Türkiye’nin yatırım tahkimi karnesi
Türkiye, ICSID nezdinde aleyhine açılan 19 davanın 11’ini kazandı. Türk hukukçularının pratik yaklaşım ve uzmanlığı, özel sektörün dinamizmi Türkiye’yi yüzlerce milyar dolarlık küresel hukuk hizmetleri pazarında etkin, verimli, maliyet avantajlı ve rekabete açık bir oyuncu haline getiriyor.
Yatırım tahkimi, ev sahibi devletlerle yabancı yatırımcılar arasındaki uyuşmazlıkları çözmek için geliştirilmiş bir özel hukuk mekanizması olarak küresel ekonomide kritik bir rol oynuyor. Türkiye, Uluslararası Yatırım Anlaşmazlıkları Çözüm Merkezi (ICSID) nezdinde aleyhine açılan 19 davanın 11’ini kazandı, Türk şirketleri yurt dışında ICSID başta başka tahkim merkezlerinde devletlere karşı önemli zaferler elde etti. Türk hukukçularının pratik yaklaşım ve uzmanlığı, özel sektörün dinamizmi Türkiye’yi yüzlerce milyar dolarlık küresel hukuk hizmetleri pazarında etkin, verimli, maliyet avantajlı ve rekabete açık bir oyuncu haline getiriyor.

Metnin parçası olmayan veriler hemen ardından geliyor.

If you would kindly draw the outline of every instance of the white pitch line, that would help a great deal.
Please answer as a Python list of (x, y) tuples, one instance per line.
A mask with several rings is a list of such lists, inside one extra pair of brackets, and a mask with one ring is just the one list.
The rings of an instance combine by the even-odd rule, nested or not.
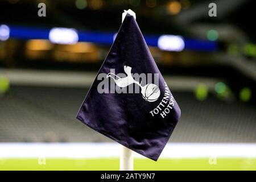
[[(1, 158), (118, 158), (115, 143), (0, 143)], [(135, 153), (135, 158), (144, 158)], [(254, 143), (168, 143), (160, 158), (256, 158)]]

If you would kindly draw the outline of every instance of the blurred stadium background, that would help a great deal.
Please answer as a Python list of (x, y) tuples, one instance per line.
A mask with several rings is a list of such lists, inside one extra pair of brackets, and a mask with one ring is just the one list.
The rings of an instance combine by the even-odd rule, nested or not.
[(0, 169), (118, 169), (118, 145), (75, 116), (131, 9), (182, 111), (159, 162), (135, 155), (135, 169), (255, 170), (255, 7), (1, 0)]

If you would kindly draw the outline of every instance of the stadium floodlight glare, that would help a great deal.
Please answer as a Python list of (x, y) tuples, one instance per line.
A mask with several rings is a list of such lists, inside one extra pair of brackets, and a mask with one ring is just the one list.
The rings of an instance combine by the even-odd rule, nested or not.
[(163, 51), (181, 51), (185, 47), (182, 36), (173, 35), (163, 35), (158, 38), (158, 48)]
[(49, 40), (59, 44), (74, 44), (79, 41), (79, 36), (74, 28), (52, 28), (49, 33)]
[(0, 40), (7, 40), (10, 37), (10, 28), (6, 24), (0, 25)]
[(117, 33), (115, 33), (113, 36), (113, 42), (115, 41), (115, 38), (117, 38)]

Yatırım tahkimi kavramı küreselleşme ve çok uluslu şirketlerin gelişmekte olan ülkelere yönelmesiyle ve yabancı yatırımcıların yatırımlarını koruma ihtiyacıyla ortaya çıktı. 90’lara kadar yabancı yatırımcılar ile ev sahibi devletler arasındaki uyuşmazlıklar genellikle diplomatik müzakereler veya yerel mahkemeler yoluyla çözülürken tarafsızlık ve etkinlik açısından yetersizlikler vardı. Türkiye 40 yıl kadar önce ICSID sözleşmesine taraf oldu ve küresel tahkim rejimine entegre oldu.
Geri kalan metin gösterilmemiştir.